Terrence Tao seems to be the consensus. I was recently at a talk covering some extensions of his work. Tao’s work (which he did for “fun”, apparently) caused distinguished mathematicians to shake their head in disbelief (some extension of Goedel’s dialectica translation to ergodic Ramsey theory, or something).
Let me start by saying that that list is fatuous. Let me take them one by one:
For the second half of the 20th century, most mathematicians would agree on Grothendieck. Wiles is a fine mathematician, but if he is in the top ten he is near the bottom of the list. Langlands has certainly been among the most influential, mostly for his global vision and could be second, though I doubt. Conway should be higher on the list. Coxeter is no longer alive, though he was in 2001. A fine mathematician but very limited range and does not belong on the list. Witten is more of a physicist, but even as a mathematician he blongs well up on the list. Smale was influential (and a colleague of mine) for a time, but he stopped early. I’ve heard him talk on real (as in real numbers) computation and it makes no sense to me. Freedman did some outstanding work, then sold out to the dark side. I have no idea what he has done for Microsoft. Thurston may be in the top 5, but I would have trouble putting him there. That leaves only Penrose. I consider him an ass. Not only did he utterly misunderstand the meaning of the undecidability of the halting problem, after it was explained to him carefully (by me, among others) he just ignored and compounded his error. This is not a mark of greatness. Yes he did some fine work early on, but his later stuff is either trivial or plain wrong.

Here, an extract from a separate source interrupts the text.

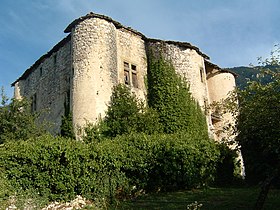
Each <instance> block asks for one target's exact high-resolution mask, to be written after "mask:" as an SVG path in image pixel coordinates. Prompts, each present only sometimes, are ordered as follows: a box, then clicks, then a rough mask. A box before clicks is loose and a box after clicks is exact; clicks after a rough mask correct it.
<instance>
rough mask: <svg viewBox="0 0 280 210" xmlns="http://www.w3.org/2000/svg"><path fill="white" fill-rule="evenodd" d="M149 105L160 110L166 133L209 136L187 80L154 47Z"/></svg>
mask: <svg viewBox="0 0 280 210" xmlns="http://www.w3.org/2000/svg"><path fill="white" fill-rule="evenodd" d="M148 104H149V106H150V107H151V108H153V109H155V110H156V111H157V113H158V115H159V119H160V123H161V124H162V125H163V128H164V132H165V133H176V132H178V131H184V130H185V131H186V130H192V131H198V132H200V133H201V134H203V136H204V137H205V138H207V136H208V133H207V124H206V118H205V116H204V114H203V112H202V110H201V108H200V107H199V105H198V104H197V102H196V101H195V100H194V99H193V97H192V95H191V93H190V90H189V85H188V83H187V82H186V80H185V79H184V78H182V77H181V76H180V75H178V74H177V73H176V71H175V69H174V67H173V65H172V64H171V62H168V61H167V60H166V59H164V57H163V56H162V55H156V54H155V53H153V49H152V48H151V49H150V53H149V56H148Z"/></svg>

Someone earlier suggested Perelman. Had he not dropped out completely, that would be an interesting thought. But I concur with an earlier post that it is virtually impossible to know who is doing the best contemporary work. However, Grothendieck was different. Even at the beginning of his career he was widely described as the best mathematician around and his work amply justified that claim. However, he also dropped out early.